Abbreviations: F, female; M, male, *, months; TFE3, transcription factor enhancer-3; SF-1 (NR5A1), steroidogenic factor-1; IGF2: insulin-like growth factor-2; N/A: not applicable.

Recent updates to adrenocortical tumor classifications, published after the patient's diagnosis, have shown that ACCs with a lower Ki-67 index ≤20%, as observed in our patient with a Ki-67 index of 5%, are considered low-grade malignancies with a better prognosis. ²¹ Unfortunately, due to the rarity of these occurrences, there is limited data and experience with unusual presentations. Table 1 provides a review of reported patients of adrenocortical carcinoma arising from ectopic adrenal remnants, based on the published literature.

The primary treatment of adrenocortical cancers is surgery, ²⁹ while mitotane can be used as medical therapy alone or in combination with chemotherapeutic drugs. ³⁰ Although our patient involved a nonmetastatic, hormonally inactive, histologically low-grade ACC, adjuvant mitotane therapy was administered following multidisciplinary evaluation.

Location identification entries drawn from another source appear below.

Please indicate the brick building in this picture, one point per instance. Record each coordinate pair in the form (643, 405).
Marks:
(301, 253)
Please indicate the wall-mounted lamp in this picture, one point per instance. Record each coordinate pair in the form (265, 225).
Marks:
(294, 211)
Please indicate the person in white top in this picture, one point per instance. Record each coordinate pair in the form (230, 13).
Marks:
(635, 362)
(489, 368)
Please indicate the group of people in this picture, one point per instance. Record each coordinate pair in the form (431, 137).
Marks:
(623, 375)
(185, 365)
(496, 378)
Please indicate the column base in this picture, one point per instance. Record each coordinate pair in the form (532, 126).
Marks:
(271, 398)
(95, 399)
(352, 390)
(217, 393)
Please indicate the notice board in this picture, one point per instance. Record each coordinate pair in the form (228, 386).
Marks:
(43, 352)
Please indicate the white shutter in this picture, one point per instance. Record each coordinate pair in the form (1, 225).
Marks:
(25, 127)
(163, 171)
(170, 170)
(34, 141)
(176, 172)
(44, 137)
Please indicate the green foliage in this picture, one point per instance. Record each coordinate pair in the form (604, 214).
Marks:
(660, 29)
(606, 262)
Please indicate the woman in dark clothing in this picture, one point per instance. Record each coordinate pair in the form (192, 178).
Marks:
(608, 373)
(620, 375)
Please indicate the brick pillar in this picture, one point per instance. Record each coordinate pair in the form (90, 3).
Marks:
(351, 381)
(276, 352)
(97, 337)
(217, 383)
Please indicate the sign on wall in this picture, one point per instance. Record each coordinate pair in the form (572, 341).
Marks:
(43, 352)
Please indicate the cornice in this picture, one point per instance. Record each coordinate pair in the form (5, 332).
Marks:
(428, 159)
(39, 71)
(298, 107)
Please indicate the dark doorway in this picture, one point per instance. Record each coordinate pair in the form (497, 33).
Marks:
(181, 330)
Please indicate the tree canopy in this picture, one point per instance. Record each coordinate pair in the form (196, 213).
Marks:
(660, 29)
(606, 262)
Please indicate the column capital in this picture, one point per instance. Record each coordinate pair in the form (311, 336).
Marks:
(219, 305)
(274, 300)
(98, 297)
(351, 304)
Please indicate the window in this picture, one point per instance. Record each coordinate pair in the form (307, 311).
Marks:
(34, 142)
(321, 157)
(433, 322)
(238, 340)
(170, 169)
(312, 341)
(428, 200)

This decision was made considering both the rarity of ectopic ACC and the limitations of existing prognostic tools.

Conclusion

This report describes an ectopic presentation of adrenocortical cancer in a 57-year-old female patient. The cancer was localized in the pancreas and was treated with surgical resection. Adrenocortical cancers should also be considered in nonadrenal tumors.